離婚後の共同親権を認める改正民法が成立した。
正しく改めたと言うことであるから、現行の単独親権はいろいろ問題が多かったということになる。
以前非嫡出子の相続分は嫡出子の半分とされていたが、これも改正されて嫡出子と同じということになった。
妾の子と本妻の子が同じ相続権を持つことは、今でこそ社会は納得するかもしれないが、日本の伝統からしてはあり得ないことであった。
最高裁が非嫡出子の相続分について憲法違反と判断したのは、平等を明記した新憲法制定から半世紀以上も経った平成25年のことである。
親権というものは、未成年者の子の養育、財産管理などに関する親の権利義務のことで、成人した子供には関係がない。
成人した子供にも、親の権利として小言の一つも言いたくなるだろうが、その場合は子に対する不当な干渉ということになり、毒親と呼ばれることになる。
婚姻中の親権は夫婦共同親権とされているが、それがいいということではない。戦後アメリカによってもたらされた男女平等の考えがそうさせただけのことで、それまでの日本における親権は絶対的権利者であった父親のものであった。
現実に母親は、「私では決められない」というのが普通である。
夫婦関係を解消する場合、今までは両親の一方の単独親権とされていたが、今後は協議で単独でも共同でもいいということになった。

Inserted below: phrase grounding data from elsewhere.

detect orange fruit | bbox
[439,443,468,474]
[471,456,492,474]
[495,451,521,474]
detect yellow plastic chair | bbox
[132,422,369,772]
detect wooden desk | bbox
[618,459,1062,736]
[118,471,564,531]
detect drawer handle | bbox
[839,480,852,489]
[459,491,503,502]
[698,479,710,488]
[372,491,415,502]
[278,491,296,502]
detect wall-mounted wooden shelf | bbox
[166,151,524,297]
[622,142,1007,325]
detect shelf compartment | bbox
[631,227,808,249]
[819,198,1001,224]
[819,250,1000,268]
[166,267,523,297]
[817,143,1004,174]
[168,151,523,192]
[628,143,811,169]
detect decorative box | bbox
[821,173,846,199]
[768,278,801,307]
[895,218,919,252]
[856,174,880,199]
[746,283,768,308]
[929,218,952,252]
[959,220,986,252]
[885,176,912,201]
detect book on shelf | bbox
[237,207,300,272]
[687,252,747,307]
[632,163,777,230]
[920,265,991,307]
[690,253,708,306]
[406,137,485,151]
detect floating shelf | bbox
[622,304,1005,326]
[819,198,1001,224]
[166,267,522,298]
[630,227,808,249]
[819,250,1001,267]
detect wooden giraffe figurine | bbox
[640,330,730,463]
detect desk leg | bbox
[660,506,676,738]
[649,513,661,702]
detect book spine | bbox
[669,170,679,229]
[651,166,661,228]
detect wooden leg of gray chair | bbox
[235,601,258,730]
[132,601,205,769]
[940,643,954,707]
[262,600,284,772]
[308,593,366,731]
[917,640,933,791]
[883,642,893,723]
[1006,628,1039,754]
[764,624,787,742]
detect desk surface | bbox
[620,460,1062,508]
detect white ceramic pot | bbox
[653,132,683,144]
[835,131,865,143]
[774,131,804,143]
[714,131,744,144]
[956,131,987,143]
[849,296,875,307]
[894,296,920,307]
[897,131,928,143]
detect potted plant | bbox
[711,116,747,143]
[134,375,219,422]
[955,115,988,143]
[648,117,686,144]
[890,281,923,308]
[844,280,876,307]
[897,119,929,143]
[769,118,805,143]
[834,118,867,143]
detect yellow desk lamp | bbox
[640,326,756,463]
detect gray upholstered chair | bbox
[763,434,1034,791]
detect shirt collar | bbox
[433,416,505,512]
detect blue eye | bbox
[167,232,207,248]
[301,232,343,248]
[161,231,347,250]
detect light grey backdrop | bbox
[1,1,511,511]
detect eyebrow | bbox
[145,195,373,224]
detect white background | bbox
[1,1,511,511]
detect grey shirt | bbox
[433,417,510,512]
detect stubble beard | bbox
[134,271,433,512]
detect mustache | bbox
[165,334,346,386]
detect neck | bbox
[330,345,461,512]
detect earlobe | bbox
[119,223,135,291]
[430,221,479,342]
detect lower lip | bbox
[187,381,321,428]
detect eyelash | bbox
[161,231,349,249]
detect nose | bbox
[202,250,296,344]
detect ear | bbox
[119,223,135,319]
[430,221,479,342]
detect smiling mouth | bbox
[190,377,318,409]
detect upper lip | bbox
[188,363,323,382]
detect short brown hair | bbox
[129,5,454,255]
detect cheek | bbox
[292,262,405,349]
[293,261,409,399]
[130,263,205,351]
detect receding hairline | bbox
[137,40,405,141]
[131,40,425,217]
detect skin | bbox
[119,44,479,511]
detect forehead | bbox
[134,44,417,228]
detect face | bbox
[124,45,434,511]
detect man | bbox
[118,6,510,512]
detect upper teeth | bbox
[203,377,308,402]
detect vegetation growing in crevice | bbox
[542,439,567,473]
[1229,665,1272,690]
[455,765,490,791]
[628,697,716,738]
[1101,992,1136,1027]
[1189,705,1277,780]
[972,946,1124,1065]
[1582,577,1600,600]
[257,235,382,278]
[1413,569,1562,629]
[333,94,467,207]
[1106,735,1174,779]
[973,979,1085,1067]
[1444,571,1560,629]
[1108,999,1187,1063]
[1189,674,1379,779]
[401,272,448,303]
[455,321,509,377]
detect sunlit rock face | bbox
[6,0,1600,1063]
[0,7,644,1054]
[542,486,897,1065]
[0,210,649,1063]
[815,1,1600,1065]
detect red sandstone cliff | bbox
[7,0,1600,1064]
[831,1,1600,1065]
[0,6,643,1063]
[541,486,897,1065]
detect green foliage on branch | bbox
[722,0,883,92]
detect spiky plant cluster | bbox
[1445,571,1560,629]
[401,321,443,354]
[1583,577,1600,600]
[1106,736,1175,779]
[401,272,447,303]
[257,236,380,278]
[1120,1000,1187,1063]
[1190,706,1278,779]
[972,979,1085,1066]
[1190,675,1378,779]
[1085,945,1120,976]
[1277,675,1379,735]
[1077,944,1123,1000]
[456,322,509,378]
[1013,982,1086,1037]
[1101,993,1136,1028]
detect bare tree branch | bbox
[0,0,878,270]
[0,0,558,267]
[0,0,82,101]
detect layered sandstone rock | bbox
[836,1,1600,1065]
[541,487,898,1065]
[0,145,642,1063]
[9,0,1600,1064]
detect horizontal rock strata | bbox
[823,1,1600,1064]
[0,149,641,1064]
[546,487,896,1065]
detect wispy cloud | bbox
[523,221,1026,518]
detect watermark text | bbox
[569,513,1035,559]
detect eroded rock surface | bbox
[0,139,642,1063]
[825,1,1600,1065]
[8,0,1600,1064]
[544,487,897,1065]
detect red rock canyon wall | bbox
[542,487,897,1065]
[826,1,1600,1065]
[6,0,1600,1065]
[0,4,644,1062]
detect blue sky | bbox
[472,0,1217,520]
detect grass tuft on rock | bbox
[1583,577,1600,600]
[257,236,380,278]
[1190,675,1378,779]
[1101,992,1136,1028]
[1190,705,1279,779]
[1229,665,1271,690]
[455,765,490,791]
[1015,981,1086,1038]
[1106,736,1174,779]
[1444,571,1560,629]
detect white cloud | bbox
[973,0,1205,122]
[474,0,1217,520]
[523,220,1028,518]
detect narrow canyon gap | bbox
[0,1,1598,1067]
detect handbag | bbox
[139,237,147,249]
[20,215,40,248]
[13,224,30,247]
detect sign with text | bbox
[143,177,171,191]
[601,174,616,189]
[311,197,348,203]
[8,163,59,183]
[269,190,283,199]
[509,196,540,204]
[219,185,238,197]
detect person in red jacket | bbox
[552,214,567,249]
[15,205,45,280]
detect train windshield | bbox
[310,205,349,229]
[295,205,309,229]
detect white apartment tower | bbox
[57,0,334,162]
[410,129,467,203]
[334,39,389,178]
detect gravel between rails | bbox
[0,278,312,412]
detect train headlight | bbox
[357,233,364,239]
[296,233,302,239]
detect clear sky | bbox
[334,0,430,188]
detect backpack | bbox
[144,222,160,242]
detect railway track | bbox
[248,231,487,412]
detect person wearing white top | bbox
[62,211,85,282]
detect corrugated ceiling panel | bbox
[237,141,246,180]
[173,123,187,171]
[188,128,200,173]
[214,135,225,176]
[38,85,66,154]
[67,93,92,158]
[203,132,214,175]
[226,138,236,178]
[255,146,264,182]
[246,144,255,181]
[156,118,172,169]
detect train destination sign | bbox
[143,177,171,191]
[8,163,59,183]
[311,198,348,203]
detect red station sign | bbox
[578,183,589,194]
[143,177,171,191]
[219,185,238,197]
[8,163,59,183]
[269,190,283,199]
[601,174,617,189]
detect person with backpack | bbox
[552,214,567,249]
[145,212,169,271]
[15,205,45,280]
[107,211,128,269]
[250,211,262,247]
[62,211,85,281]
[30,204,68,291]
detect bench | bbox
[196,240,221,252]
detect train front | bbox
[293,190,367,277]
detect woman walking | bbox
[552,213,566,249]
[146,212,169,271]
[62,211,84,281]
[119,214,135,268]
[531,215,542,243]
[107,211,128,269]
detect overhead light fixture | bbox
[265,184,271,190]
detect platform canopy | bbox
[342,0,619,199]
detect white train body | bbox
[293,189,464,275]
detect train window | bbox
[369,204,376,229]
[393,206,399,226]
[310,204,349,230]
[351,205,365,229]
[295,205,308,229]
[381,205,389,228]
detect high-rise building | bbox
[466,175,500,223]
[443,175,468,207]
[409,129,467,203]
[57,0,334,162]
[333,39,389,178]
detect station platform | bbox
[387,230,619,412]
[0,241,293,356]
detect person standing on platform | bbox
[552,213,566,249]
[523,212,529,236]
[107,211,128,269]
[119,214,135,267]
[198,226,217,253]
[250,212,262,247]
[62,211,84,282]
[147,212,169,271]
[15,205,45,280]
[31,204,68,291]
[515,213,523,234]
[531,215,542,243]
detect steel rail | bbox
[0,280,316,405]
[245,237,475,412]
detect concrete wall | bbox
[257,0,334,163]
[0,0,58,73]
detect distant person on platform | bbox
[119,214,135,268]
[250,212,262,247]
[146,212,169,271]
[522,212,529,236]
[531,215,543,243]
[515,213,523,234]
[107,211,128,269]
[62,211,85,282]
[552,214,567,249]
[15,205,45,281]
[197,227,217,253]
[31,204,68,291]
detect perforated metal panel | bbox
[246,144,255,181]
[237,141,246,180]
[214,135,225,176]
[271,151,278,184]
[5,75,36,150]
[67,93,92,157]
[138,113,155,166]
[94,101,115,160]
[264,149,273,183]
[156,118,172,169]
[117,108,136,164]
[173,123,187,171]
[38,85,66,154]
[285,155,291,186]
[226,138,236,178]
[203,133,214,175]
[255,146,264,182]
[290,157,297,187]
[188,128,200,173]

何故共同親権がクローズアップされるようになったのか。
親権はなによりも子供の幸せを第一とする制度でなければならない、というのが今回の法改正のコンセプトらしい。いまさら何をと思うが、そのためには共同親権という選択肢もあった方がいいということらしい。
しかし共同親権という選択肢は、それが円満に選択されるというよりも、片方が単独親権を主張し、それに納得しない片方が主張する場合が多いことになるはずである。
別れた夫婦が「共同」して親権を行使することができるだろうか。
離婚経験、不倫経験、隠し子経験、女は子供を産んで初めて女になると言う議員さんまで、いろいろな人がいる国会での審議であるから、経験豊富な議論がされたことと思うが、実際はどんなものだろうか。仏作って魂入れずと言うが、仏を作っていればまだいいが、仏を作っていないかもしれない。
私は離婚の経験を一度もしていないので親権のあり方について詳しく考えようがない。国が親権問題に真剣に取り組んだとしても所詮は制度である。生身の生活から生じる問題を制度化できるものだろうか。
私の甥子は2人とも離婚した。それも子供が幼いときである。
そのうち一人はどうしようもない浮気者であったから離婚原因は甥子にあるはずである。叔父として同情する気は全くない。
もう一人の甥子の場合は甥子にも原因はあったようだが、お嫁さんにも原因がある。
お嫁さんが浮気したとか、浪費癖があったということではない。とんでもないケチだったのである。
お嫁さんは嫁ぎ先のお金に関心があったとしか考えられない。嫁ぎ先は私の実姉の家である。その頃、姉の夫の仕事は景気が良かったから、小さいながらもビルを建て、姉は毎日のように友達を従えては日本橋、銀座あたりで散財していた。
お嫁さんは、義母の浪費と家業の衰退を予想して離婚を決めたはずである。
養育費は月20万円。子供は一人である。こんな高額な養育費は聞いたことはないが、愚かな姉は承諾してしまった。
離婚の原因の大半は男にあると言われるが女の打算ということもある。
男の暴力や身勝手に泣く女は多いが、女の狡さに子供にも会えず寂しく歳をとる男もいる。
今もそうかもしれないが、昔は親と娘で嫁ぎ先の財産を乗っ取ってしまうことがよくあった。たいてい男は30過ぎて独身で、恋愛の経験もなく、もてないタイプの場合が多い。タチの悪い親と娘に狙われたらひとたまりもない。
共同親権の協議が調わないときは家庭裁判所が決めるということになっている。
裁判所の人達は皆さん優秀な人たちばかりであるから見落とすことはないと思うが、離婚原因はすべて非公開のところで生じたものである。そんなものまで裁判所は把握できるだろうか。裁判所に助けを求めていいものなのか、無駄なのか。